แนวคิดหลัก
Contrastive rewards enhance RLHF by improving reward model robustness and performance.
บทคัดย่อ
The content discusses the challenges of using reinforcement learning from human feedback (RLHF) in aligning large language models (LLMs) due to noisy reward models. The proposed method introduces contrastive rewards to improve the effectiveness of RLHF by penalizing reward uncertainty, enhancing robustness, and reducing variance in Proximal Policy Optimization (PPO). Extensive experiments show substantial improvements over strong baselines in both GPT and human evaluations.
สถิติ
Our approach involves two steps: an offline sampling step to obtain responses to prompts and a contrastive reward calculated using baseline responses.

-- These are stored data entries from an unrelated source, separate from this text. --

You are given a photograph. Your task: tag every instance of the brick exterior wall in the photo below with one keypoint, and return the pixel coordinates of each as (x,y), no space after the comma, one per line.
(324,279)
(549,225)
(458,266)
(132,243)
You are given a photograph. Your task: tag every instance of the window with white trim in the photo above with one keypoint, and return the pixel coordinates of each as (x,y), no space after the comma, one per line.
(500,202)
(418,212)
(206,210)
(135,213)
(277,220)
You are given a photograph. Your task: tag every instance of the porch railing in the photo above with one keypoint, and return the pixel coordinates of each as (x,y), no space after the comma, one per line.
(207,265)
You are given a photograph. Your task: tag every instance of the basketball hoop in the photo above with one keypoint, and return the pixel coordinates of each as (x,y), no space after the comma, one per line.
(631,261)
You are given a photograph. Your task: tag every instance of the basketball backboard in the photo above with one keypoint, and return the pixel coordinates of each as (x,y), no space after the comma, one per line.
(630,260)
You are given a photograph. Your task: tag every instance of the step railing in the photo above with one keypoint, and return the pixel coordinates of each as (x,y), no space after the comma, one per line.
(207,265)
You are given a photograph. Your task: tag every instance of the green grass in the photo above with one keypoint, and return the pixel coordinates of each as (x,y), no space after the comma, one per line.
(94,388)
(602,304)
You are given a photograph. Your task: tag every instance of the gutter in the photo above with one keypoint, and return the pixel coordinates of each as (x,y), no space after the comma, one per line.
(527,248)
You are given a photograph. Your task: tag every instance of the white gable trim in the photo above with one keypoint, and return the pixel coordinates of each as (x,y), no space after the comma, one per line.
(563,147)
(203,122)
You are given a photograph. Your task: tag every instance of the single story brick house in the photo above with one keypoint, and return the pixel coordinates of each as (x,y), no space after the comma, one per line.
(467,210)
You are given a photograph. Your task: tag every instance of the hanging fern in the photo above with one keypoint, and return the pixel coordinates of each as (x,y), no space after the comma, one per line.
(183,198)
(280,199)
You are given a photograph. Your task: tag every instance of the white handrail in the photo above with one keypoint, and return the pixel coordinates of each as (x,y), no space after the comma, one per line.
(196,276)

Empirically, contrastive rewards improve RLHF substantially, evaluated by both GPTs and humans.
The proposed method consistently outperforms strong baselines across various tasks evaluated by human annotators.
Mistral-7B-CR model surpasses other models on MT-Bench benchmark with a significant margin.

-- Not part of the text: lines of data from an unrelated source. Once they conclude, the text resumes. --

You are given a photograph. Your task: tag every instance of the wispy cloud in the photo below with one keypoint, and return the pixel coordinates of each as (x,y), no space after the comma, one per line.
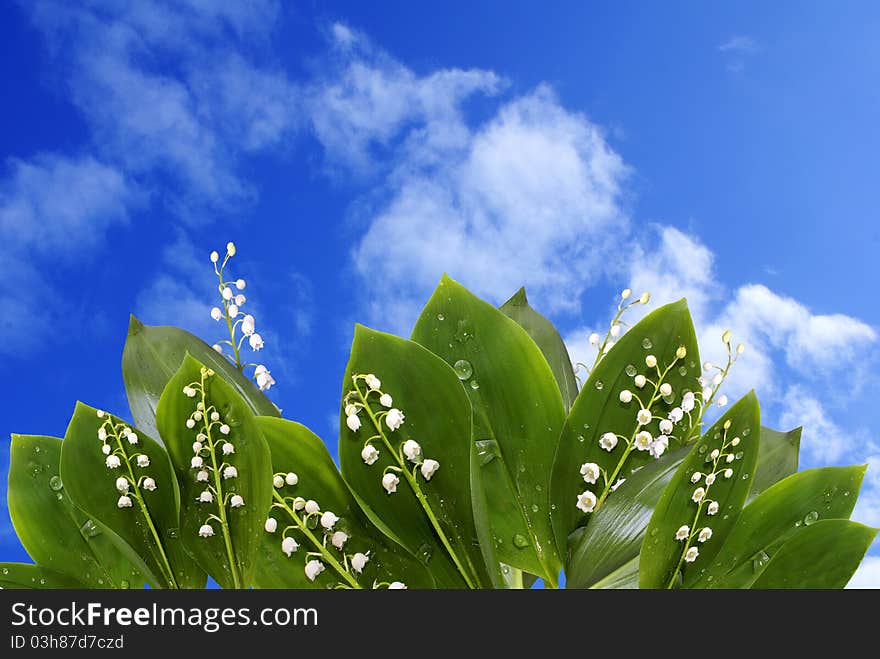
(736,50)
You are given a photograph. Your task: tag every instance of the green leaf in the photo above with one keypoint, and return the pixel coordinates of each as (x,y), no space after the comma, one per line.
(625,577)
(548,339)
(438,417)
(785,509)
(153,354)
(598,409)
(518,414)
(229,555)
(662,558)
(23,576)
(296,449)
(825,555)
(55,533)
(147,531)
(777,458)
(614,535)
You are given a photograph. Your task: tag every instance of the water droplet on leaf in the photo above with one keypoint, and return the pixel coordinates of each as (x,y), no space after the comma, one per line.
(463,369)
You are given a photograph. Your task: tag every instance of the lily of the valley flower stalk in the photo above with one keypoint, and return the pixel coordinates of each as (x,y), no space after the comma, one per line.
(119,445)
(320,528)
(213,450)
(232,300)
(409,463)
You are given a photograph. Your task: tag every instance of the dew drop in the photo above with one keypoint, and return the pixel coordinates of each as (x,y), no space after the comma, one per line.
(89,529)
(463,369)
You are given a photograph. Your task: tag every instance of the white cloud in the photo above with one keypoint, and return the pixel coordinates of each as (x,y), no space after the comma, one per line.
(55,208)
(532,188)
(59,205)
(823,441)
(365,100)
(868,574)
(188,124)
(739,44)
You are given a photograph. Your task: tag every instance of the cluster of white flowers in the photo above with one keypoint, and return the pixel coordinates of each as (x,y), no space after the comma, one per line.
(604,344)
(117,440)
(410,451)
(307,514)
(212,447)
(717,463)
(656,402)
(232,300)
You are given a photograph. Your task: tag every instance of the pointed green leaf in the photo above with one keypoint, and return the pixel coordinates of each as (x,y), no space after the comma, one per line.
(153,354)
(437,416)
(825,555)
(614,535)
(784,510)
(625,577)
(548,339)
(229,554)
(777,458)
(55,533)
(598,409)
(19,576)
(296,449)
(518,414)
(663,557)
(146,532)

Mistral-7B-CR demonstrates the lowest Attack Success Rate (ASR) across all red-teaming prompt templates on RED-EVAL benchmark.
คำพูด
"Contrastive rewards enable the LLM to penalize reward uncertainty, improve robustness, encourage improvement over baselines, calibrate according to task difficulty, and reduce variance in PPO."
"Our method consistently outperforms strong baselines across various tasks evaluated by human annotators."
"The recent work on direct preference optimization is one of such efforts among others."